The US Ninth Circuit Court of Appeals in San Francisco ruled Thursday that an assistant principal at Live Oak High School outside San Jose, Calif., acted within the law when he told students wearing American-flag clothing on Cinco de Mayo to remove them from campus because Hispanic students were offended to the point of violence.
The provocative three-judge ruling concerning a majority-Hispanic school that has long struggled with racial and gang tension – the principal counted more than 30 fights a year between rival groups – is in some ways a slam-dunk decision tied directly to a 1969 US Supreme Court ruling that gave wide latitude to school officials to take preemptive action to ensure student safety, even if such actions curbs a student’s free speech rights under the Constitution.
But Thursday’s ruling in a lawsuit brought by three Anglo students also may prompt a Supreme Court look-see. At issue is whether the school district, in the interest of avoiding disruption in the school, overstepped its authority in regulating student speech.
The narrative of what happened on May 5, 2010, at a school Cinco de Mayo festival is fraught with potential unrest and danger at Live Oak. School officials said students wearing American-flag inspired clothing for the school-sanctioned Mexican holiday celebration had sparked racially charged violence the previous year between warring cliques.
At the 2010 celebration, several students wore pronounced US flag clothing that Hispanic students saw as a provocation. “Don’t you like Mexicans?” one of the Anglo students was asked by an angry student.
To ease rising tension on the school’s quad, school officials asked the Anglo students to turn the clothing inside out or to take an excused absence from school.
The appeals court found the evidence proved it was “reasonable for school officials to proceed as though the threat of a potentially violent disturbance was real,” and that the response – the removal of some US flag clothing from campus, with no punishment for the students – was ultimately “tailored to the circumstance.”
In that way, the judges ruled, the school's action did not deprive the three students bringing the lawsuit of their civil rights. The panel made note of the fact that the principal “did not embargo all flag-related clothing.”
The 1969 Tinker v. Des Moines Independent School District decision gave wide leeway to school administrators to curtail students’ free speech if there is reasonable fear that speech could spark disruption. The Tinker decision has also been noted in subsequent court decisions that allow school officials to ban Confederate flag clothing because of the rebel flag’s potentially disruptive nature.
According to the court, Hispanic students at Live Oak interpreted the flag as a provocation. As the unrest spread, school officials jumped in to keep matters from further escalating, the court found.
“When Assistant Principal Miguel Rodriguez told the student to stop using profane language, the student said, ‘But Rodriguez, they are racist. They are being racist. [expletive] them white boys. Let’s [expletive] them up,’ ” the court recounted.
The precedent set when officials react to threats of violence by shutting down speech of peaceful protesters – the so-called “heckler’s veto” – distresses some legal experts, even if Tinker permits it.

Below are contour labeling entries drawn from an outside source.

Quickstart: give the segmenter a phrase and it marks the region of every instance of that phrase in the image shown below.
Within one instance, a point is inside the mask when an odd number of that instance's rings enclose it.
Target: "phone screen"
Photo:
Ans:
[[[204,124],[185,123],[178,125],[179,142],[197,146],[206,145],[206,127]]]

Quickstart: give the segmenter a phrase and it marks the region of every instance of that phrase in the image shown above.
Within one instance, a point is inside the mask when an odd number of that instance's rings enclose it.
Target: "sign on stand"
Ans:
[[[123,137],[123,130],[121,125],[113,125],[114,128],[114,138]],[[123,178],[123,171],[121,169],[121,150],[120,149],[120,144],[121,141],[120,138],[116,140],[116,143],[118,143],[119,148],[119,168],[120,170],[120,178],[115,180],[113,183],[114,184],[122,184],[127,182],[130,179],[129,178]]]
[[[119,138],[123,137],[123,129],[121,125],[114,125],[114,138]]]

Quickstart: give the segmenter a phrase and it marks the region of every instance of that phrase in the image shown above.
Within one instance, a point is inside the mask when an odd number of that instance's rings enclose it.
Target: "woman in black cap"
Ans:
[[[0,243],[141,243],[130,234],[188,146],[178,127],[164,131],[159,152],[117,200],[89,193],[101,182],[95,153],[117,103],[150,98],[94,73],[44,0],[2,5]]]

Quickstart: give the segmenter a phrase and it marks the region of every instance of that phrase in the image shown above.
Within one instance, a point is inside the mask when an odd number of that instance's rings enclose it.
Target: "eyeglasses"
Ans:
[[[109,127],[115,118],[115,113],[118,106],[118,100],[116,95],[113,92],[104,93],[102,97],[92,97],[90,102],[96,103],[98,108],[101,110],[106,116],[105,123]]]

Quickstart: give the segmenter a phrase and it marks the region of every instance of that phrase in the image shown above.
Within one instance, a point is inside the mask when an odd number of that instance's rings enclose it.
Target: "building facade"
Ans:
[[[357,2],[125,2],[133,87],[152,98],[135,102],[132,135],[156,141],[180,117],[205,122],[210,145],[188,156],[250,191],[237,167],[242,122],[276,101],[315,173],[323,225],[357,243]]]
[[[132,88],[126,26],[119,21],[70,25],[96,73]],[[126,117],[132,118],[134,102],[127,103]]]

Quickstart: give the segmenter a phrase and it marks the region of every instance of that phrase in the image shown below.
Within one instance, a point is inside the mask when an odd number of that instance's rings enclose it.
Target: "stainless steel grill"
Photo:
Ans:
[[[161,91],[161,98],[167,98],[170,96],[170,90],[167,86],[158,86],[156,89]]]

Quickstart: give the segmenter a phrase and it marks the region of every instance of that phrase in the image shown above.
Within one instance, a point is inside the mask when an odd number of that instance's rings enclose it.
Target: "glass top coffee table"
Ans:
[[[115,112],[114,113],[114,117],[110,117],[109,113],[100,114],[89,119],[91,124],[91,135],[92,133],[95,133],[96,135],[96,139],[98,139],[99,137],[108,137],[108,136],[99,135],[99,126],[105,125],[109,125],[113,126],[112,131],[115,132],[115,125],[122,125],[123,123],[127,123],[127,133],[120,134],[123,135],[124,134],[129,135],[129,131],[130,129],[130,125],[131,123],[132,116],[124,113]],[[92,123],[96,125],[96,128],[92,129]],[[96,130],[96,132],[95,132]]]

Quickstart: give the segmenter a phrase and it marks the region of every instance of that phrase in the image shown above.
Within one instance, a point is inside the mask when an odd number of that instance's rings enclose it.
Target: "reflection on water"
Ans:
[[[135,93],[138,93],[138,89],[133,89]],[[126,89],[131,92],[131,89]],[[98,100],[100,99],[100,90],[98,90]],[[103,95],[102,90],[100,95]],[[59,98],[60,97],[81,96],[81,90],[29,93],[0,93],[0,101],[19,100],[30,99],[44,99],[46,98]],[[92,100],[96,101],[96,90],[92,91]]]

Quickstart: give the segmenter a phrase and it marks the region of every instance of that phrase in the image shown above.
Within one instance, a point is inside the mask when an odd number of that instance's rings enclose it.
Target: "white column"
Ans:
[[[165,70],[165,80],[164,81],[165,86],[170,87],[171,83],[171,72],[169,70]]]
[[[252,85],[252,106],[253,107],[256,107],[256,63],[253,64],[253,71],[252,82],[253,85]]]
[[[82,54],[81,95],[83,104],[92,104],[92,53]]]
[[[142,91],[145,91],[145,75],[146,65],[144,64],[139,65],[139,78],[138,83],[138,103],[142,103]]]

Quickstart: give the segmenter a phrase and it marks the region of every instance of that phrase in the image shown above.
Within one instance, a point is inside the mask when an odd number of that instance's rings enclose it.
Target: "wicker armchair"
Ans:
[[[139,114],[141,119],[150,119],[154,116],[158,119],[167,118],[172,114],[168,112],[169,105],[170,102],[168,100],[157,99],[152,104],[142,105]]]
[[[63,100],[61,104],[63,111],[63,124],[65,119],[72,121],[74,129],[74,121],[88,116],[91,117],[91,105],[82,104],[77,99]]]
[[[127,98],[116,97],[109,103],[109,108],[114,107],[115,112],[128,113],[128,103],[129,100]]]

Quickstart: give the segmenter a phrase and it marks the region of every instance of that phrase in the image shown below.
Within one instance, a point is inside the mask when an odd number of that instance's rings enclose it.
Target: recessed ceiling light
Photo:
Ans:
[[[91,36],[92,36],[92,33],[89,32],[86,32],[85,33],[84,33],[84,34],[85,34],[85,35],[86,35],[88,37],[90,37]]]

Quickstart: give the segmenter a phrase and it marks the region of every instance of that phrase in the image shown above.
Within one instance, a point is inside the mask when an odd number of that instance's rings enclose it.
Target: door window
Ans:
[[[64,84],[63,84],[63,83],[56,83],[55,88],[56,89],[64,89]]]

Moreover, some observers say, the court stuck strictly to Tinker to avoid the hot-button issues of flag symbology and immigration.
“The fact is, in political speech, you get hecklers because political speech riles people up, but that’s not the same as violence,” Trevor Burrus, a research fellow at the Cato Institute’s Center for Constitutional Studies in Washington, told the Monitor last year.

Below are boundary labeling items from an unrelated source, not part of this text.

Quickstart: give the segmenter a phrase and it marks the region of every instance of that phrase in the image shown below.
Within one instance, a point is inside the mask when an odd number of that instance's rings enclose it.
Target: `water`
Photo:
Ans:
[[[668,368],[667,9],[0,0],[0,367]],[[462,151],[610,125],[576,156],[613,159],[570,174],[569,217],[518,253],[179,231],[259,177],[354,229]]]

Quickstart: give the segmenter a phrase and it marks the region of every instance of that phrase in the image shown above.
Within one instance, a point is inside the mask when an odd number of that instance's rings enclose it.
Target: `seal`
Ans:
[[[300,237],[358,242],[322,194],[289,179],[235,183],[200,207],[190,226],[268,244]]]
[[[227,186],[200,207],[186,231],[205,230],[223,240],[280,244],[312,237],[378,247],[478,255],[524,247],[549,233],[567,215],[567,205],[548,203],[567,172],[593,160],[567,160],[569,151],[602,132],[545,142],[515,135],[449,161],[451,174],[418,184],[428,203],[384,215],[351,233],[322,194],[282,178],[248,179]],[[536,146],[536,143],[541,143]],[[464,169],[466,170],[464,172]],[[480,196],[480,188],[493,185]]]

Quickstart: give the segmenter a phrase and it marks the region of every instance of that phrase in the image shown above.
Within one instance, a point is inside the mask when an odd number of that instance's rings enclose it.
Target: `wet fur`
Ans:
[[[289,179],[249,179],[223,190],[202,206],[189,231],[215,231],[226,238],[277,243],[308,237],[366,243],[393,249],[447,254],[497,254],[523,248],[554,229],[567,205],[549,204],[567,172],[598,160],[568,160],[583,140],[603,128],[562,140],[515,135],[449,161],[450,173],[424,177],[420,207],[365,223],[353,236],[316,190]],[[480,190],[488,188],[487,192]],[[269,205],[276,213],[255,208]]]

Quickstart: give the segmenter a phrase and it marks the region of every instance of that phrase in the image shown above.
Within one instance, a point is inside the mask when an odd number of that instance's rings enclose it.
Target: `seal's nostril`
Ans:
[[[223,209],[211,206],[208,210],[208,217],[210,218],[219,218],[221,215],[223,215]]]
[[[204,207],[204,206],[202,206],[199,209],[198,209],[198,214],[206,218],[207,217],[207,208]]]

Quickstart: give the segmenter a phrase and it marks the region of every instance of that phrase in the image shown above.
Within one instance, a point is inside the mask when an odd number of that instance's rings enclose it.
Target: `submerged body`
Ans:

Commentators weren’t ready to let the Ninth Circuit court, one of the more liberal US appeals courts, off the hook for going along with what they see as the slippery slope of cultural appeasement.

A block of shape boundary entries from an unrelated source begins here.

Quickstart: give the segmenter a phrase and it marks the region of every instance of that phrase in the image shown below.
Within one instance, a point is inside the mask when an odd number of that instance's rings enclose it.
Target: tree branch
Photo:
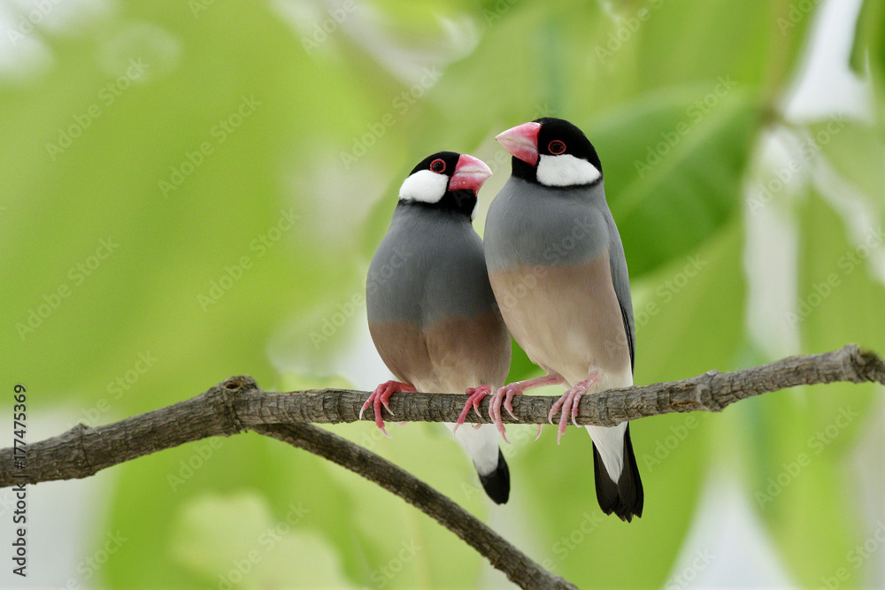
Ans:
[[[612,389],[582,398],[578,422],[614,425],[671,412],[721,411],[739,400],[766,392],[835,381],[885,385],[885,362],[850,344],[833,352],[791,356],[728,373],[711,371],[680,381]],[[30,444],[26,470],[13,472],[13,449],[0,449],[0,487],[86,478],[164,448],[251,429],[325,456],[400,495],[464,539],[519,584],[543,580],[568,587],[426,484],[357,445],[304,424],[354,422],[359,419],[367,395],[341,389],[268,394],[250,377],[232,377],[172,406],[96,428],[78,425],[64,434]],[[513,401],[517,420],[505,413],[504,421],[545,423],[556,400],[556,396],[517,397]],[[464,402],[463,395],[405,394],[391,397],[390,407],[396,420],[454,422]],[[489,422],[488,400],[481,411],[483,418],[471,412],[467,420]],[[364,419],[373,419],[371,412]]]
[[[624,420],[695,410],[721,411],[747,397],[800,385],[850,381],[885,385],[885,362],[853,344],[821,355],[790,356],[727,373],[711,371],[697,377],[611,389],[581,400],[580,424],[604,426]],[[339,423],[359,419],[368,394],[349,389],[266,393],[250,377],[232,377],[196,397],[119,422],[88,428],[78,425],[59,436],[27,447],[27,476],[13,477],[12,448],[0,449],[0,487],[17,483],[86,478],[132,459],[209,436],[230,436],[245,429],[294,423]],[[399,394],[390,398],[391,419],[454,422],[465,396],[456,394]],[[513,400],[518,420],[545,424],[557,396],[527,395]],[[489,422],[471,411],[468,422]],[[373,419],[372,412],[364,419]],[[18,475],[21,475],[19,473]]]
[[[325,457],[398,495],[457,534],[522,588],[577,590],[430,486],[358,445],[309,424],[275,424],[252,430]]]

“Instead of preventing racist Mexican violence, the school took the predictable course of outlawing America,” and the court subsequently “approved a heckler’s veto for racist anti-American Mexicans in California,” writes Daniel Greenfield, in the conservative Front Page Mag.
Even law experts who concede that the Ninth Circuit’s decision may be justifiable fret about its implications.
“Somehow we’ve reached the point that students can’t safely display the American flag in an American school because of a fear that another student will attack them for it,” writes California law professor Eugene Volokh, on the Washington Post’s "Volokh Conspiracy" blog. “When thuggery pays, the result is more thuggery. Is that the education we want our students to be getting?”
William Becker, a lawyer representing the three unnamed students who brought the lawsuit, said he will appeal the decision all the way to the US Supreme Court, if necessary.
"The Ninth Circuit upheld the rights of Mexican students celebrating a holiday of another country over US students proudly supporting this country," Mr. Becker told The Associated Press.